Friday, July 01, 2005

July 1 in Hong Kong History

Most of us in Hong Kong are made aware of the significance July 1st in the city's history by the public holiday we get today. It is of course the anniversary of the day Britain returned the city to China in 1997 after 156 years of rule. Now, unquestionably, this was an important and significant day. But we at Walk the Talk would argue that while an interesting date, it is the anniversary of perhaps a more interesting event that had a far greater impact on the course of history.

On July 1, 1832, a new limited partnership company was created - and its name was Jardine, Matheson. You'll find George Chinnery's excellent renditions of the two most important Europeans on the China Coast on this page - William Jardine to the left, and James Matheson below. No other company has ever had as great an impact on Hong Kong as Jardines, "the Princely Hong", as it was called for much of its history. It was not an entirely new company - it had previously been known as Cox and Beale (then an importer of cuckoo clocks and furs), then later in the 1820s, as Magniac and Company. It had been in the early '20s that the Magniac brothers had invited William Jardine, a Scotsman from Dumfries previously a surgeon in the employ of the British East India Company to join their firm as a junior partner. They saw him for what he was - an extraordinary talent in trade, particularly in the increasingly popular line of opium. As Jardine had once said himself of opium, "a more gentlemanlike speculation, I do not know of." He not only had a brilliant sense of timing, but had the determination to follow his business through, and additionally had excellent contacts with the Parsee traders in Bombay and Bengal (he had met Cowasjee as a young man while both were shipwrecked by the French navy during the Napoleonic Wars).

Soon after, the eldest Magniac brother, Charles, died in Paris. The next in line, Daniel Magniac, was forced to resign from the firm following his marriage, scandalous at the time, to his Indian Eurasian mistress. The sole remaining Magniac, Hollingworth, realized that Jardine had the better head for business and opted to become a silent partner. The firm by the mid1820s had become renamed as Magniac, Jardine and Company. As head partner of the firm, he invited another Scotsman to join his firm - James Matheson, the son of a baronet with keen business skills but frustrated by his previous partnerships with unreliable merchants. On July 1, 1832, this partnership between just the two men (Hollingworth was bought out) was born, creating the world's most powerful company of that day.
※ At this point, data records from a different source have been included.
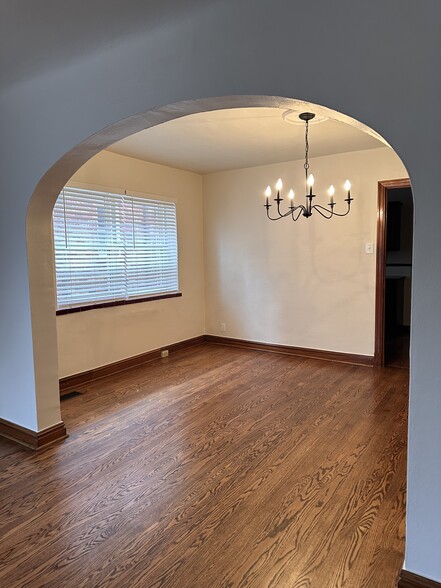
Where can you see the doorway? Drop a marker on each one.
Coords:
(394, 273)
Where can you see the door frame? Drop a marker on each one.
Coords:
(380, 282)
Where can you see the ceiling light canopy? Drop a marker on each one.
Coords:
(307, 209)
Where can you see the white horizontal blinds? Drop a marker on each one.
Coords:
(113, 247)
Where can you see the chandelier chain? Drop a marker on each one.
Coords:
(307, 209)
(306, 165)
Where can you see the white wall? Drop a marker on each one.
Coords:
(308, 283)
(98, 337)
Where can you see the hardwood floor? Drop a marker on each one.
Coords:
(216, 467)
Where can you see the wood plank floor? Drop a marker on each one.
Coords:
(216, 467)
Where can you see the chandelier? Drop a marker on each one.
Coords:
(307, 209)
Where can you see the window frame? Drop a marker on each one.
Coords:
(86, 306)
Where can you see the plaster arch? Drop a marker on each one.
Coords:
(39, 223)
(376, 61)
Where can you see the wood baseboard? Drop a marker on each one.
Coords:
(69, 382)
(366, 360)
(35, 440)
(411, 580)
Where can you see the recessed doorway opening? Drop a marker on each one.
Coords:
(394, 273)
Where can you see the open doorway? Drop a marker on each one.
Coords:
(394, 273)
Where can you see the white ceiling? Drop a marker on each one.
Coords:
(236, 138)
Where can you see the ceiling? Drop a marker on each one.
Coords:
(38, 36)
(237, 138)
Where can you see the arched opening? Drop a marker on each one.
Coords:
(39, 230)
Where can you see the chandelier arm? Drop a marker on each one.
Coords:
(301, 210)
(319, 209)
(270, 217)
(317, 206)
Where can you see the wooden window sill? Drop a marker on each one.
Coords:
(116, 303)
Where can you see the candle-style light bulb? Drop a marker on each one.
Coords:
(331, 193)
(310, 183)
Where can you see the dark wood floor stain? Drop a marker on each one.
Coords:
(213, 468)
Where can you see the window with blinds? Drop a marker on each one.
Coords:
(111, 247)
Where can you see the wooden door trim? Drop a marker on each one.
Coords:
(380, 281)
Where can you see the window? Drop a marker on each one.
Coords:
(113, 247)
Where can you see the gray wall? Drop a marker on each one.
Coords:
(376, 61)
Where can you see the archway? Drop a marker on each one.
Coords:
(39, 224)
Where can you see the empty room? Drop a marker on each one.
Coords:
(219, 304)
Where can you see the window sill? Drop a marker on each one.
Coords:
(116, 303)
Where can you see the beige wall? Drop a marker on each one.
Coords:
(102, 336)
(309, 283)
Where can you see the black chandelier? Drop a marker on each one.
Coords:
(306, 210)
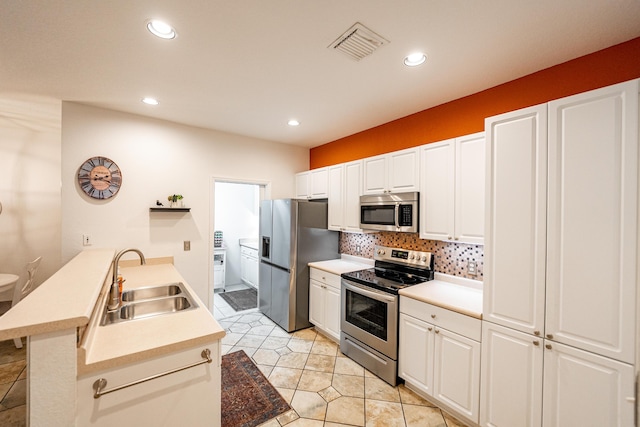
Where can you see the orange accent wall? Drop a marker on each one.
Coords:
(466, 115)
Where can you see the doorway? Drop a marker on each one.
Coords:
(233, 278)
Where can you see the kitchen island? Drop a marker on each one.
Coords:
(68, 350)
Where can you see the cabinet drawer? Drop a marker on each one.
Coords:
(330, 279)
(455, 322)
It controlled one-third of all seaborne trade to China - all trade. Their dominance of the opium business in particular made them extremely wealthy men. But their power was only fully demonstrated after Lin Zexu seized 20,000 chests of opium from foreign firms in Canton. Jardine's ability to influence Parliament, in particular having the ear of Foreign Secretary Lord Palmerston - enabled him to convince Britain to go to war with China. Under the auspices of the "Jardine" plan, as it was called, warships were dispatched to China. The conclusion of that war of course brought about the cession of the island of Hong Kong and the beginning of our city.

There is a marvellous symmetry to today's two anniversaries - one being creation of a drg-trading firm (to be fair they got out of the opium business in the 1870s) that would prompt Britain to secure its own deep-water harbour in Hong Kong, and the other being Britain handing back its spoils from the Opium Wars. They are bookends to a history that saw the elevation of our megapolis from dubious, insalubrious beginnings on a "barren rock".

We discuss these issues in both our Central and Tsim Sha Tsui audio walks, and pose the question: Hong Kong was founded by drug dealers and yet today is a wealthy, safe and modern city; do the ends justify the means? And does this Machiavellian spirit continue to linger on in the city today?